Hamilton paid the price for his tinkering too, recording the very first winless season of his F1 career, while Russell managed to break his duck with a fine drive to a maiden win at Interlagos, with Hamilton right behind once Mercedes had found some inroads into the W13’s flaws and the FIA altered the aero rules to limit the buffeting effects of the new ground-effect cars.
If 2022 didn’t go to plan, then Mercedes is undoubtedly playing catch-up this year. However, this is a team that’s effectively re-written grand prix racing history and torn up record books in recent years, so never count Mercedes out.
2023: The champion returns?
Team boss Toto Wolff summarised 2022 as “a total disaster”, and both he and his colleagues refuse to be drawn on the team’s title chances for this year ahead of the car’s launch this week.
“I think the interesting thing is how we move forward from here,” said technical director Mike Elliott in a season review with Wolff and powertrains chief Hywel Thomas. “I think we’ve got to maintain that scepticism and be honest with ourselves that we were behind at the end of the year. And while I think that we’ve made good progress through the year and I am really pleased with the culture I have seen and the attitude, we will only see the return on that next year.”
It will be interesting to see if Mercedes sticks with the ‘size zero’ sidepod design it pioneered last season, a model that the team is adamant showed well in the car’s aero data, but was also contributing to its aerodynamic porpoising issues.
Mercedes-AMG 2023 F1 driver line-up
Lewis Hamilton | George Russell |
- Hamilton holds a contract until the end of the 2023 season, with options to extend
- Russell is seen as Mercedes-AMG’s long-term project, and thought to be committed to a deal until the end of 2024
- Mick Schumacher will act as reserve driver for the 2023 season
Key personnel
Team Principal: Toto Wolff
Whether it’s first-banging and irate finger-pointing in the garage, or simply winding up Christian Horner with irreverent comments to pundits, Toto Wolff has become one of the most recognisable people in the grand prix paddock. But don’t let any of that fool you, he’s also one of the most determined to get Mercedes-AMG back on top of the pile. Repeat winning hasn’t diminished his appetite for it, and he’s clear in his message.
Wolff himself said about this forthcoming year: “For me the perspective or the planning is not about the short-term, it’s not about a race, even a season or two or five. It’s about I would like this team to constantly develop to be chasing for race victories and championships every single year but not taking it for granted, not having any sense of entitlement and if I hear us talking it almost sounds like the complete disaster of all seasons… it felt like it and I think this is the right feeling.

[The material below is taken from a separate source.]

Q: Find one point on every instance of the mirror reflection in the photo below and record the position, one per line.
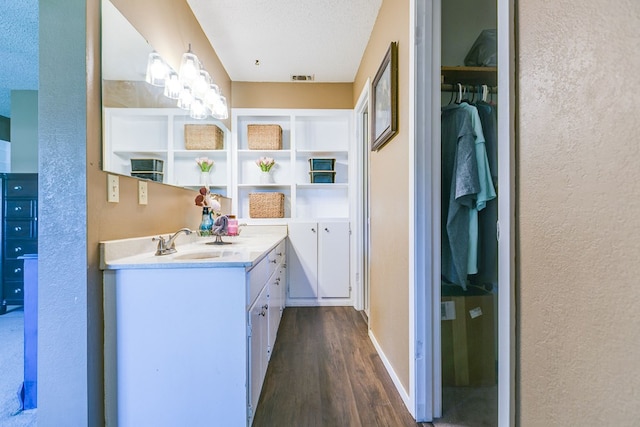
(151, 129)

“But we finished third in the Constructors’ Championship, we were very close to Ferrari, we won a race, we had 10 plus podiums. Whatever happens at the beginning of 2023 it’s going to be another building block for the success of this team.”
Race engineer: Peter Bonnington
Not to be confused with the lead singer from U2, this Bono is far more effective on a race weekend, as he gears up for an 11th straight season as Lewis Hamilton’s race engineer. And it’s an important partnership, with Hamilton equalling Michael Schumacher’s record for the most seasons spent with any single F1 team this year, and he’s had Bono’s voice in his ear for all 200 of his Mercedes-AMG grand prix starts.
“I’m incredibly grateful for Bono. I’ve had an amazing journey with him, I think we’ve got one of the longest, if not the longest standing driver-engineer partnerships that there’s been, and he’s been hugely integral to my success,” Hamilton said.
“We’ve had an amazing journey together, we’ve supported each other on and off-track, through good and bad times, and I love working with Bono; he’s like a brother to me, a brother from another mother.”
That sort of bond could prove key to Hamilton’s revival after what must have been a hugely demotivating 2022 campaign, compounded by it coming right off the back of the events of Abu Dhabi 2021. How long will it be until we hear those familiar words “Get in there, Lewis!” crackle over the radio again?